I do not like most socket holder sets, which hold sockets vertically. Not only are they difficult to use (can’t see the size on the socket!) I think they are clumsy and far too tall. I have always preferred the snap in trays, but Harbor Freight’s Pittsburgh Pro line does not come with one, and all the generic sized ones used magnets – no positive lock like a ball detent or recessed cutout. Understandable given the variation in outer diameter between manufacturers, but not what I’m looking for.
A big factor motivating my design was extendability. I want to be able to add sockets in any order I please and be able to make additions over time. A monolithic tray won’t work, so the design needs to be easily extendable.

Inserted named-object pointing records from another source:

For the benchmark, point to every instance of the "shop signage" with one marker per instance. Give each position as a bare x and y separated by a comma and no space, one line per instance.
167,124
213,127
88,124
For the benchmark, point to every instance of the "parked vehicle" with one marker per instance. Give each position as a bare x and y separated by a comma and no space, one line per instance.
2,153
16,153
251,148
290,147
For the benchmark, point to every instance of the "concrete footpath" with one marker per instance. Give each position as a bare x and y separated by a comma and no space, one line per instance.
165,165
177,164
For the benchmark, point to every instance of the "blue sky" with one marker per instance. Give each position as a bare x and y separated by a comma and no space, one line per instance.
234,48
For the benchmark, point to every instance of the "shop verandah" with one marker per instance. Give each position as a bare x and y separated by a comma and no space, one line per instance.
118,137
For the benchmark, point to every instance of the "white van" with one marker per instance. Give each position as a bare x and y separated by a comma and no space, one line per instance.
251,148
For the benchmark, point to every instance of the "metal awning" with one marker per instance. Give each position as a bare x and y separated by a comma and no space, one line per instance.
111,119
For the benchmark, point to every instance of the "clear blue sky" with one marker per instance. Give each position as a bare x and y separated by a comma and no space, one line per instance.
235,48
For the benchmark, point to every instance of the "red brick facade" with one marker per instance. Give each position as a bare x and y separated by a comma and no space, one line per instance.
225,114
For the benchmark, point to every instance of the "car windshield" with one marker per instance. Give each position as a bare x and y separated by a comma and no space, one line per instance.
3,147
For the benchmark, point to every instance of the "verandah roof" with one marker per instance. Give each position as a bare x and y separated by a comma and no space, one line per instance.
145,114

The other factor was size – I want to have every length 10mm socket together. I see no point in having all my short sockets together while I group my long sockets somewhere else. Designing my own system lets me fix that.

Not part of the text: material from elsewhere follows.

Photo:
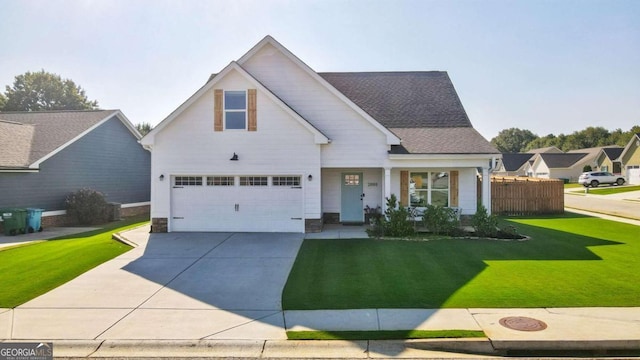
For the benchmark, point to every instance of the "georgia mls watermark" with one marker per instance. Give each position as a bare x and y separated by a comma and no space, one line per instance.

Motivated half for my edification, half by obstinateness, I designed my own using Fusion360.
Check out the fusion iframe I placed above. It’s a bit slow to load, but shows a full model. The design is yours under an MIT license as a f3d file for free!
The basic concept is each socket size clicks into a tray, which then sits on 8mm rail. This lets you start with just a few sockets and gradually work up to more, or fill in the gaps in a set with replacement sockets, half sizes, uncommon sizes, different manufacturers, etc. It’s also more efficient with space – the rail is only as long as you need it to be, and the 8mm rail it rides on is dirty cheap (about $3.50 a foot). The click is accomplished by setting the cylinder cut extrusion about 2mm below the top of the tray.
There’s a couple of things I like about my design. The biggest is extendability – simply pop new socket trays onto the rail, and it’s good to go. I also like the click (see video) – it’s tactile, audible, and keeps the sockets firmly seated in any orientation. The finger indents make it easy to remove the socket, and the socket cutout length is long enough to put in at any angle, while keeping long and short sockets together.
It’s printed with the worst waterlogged PLA I could find. PETG may be a better choice for long term use, but it likely won’t matter in the fairly sheltered environment of my tool chest.
The short socket click is a little off – it’s partly because the socket cutout is a smidgen too short. You’ll also notice I’m missing a bottom 8mm rail – I’m actually using a 8mm reamer shank as a decoy. There’s some wonky video artifacts too, not sure what happened there.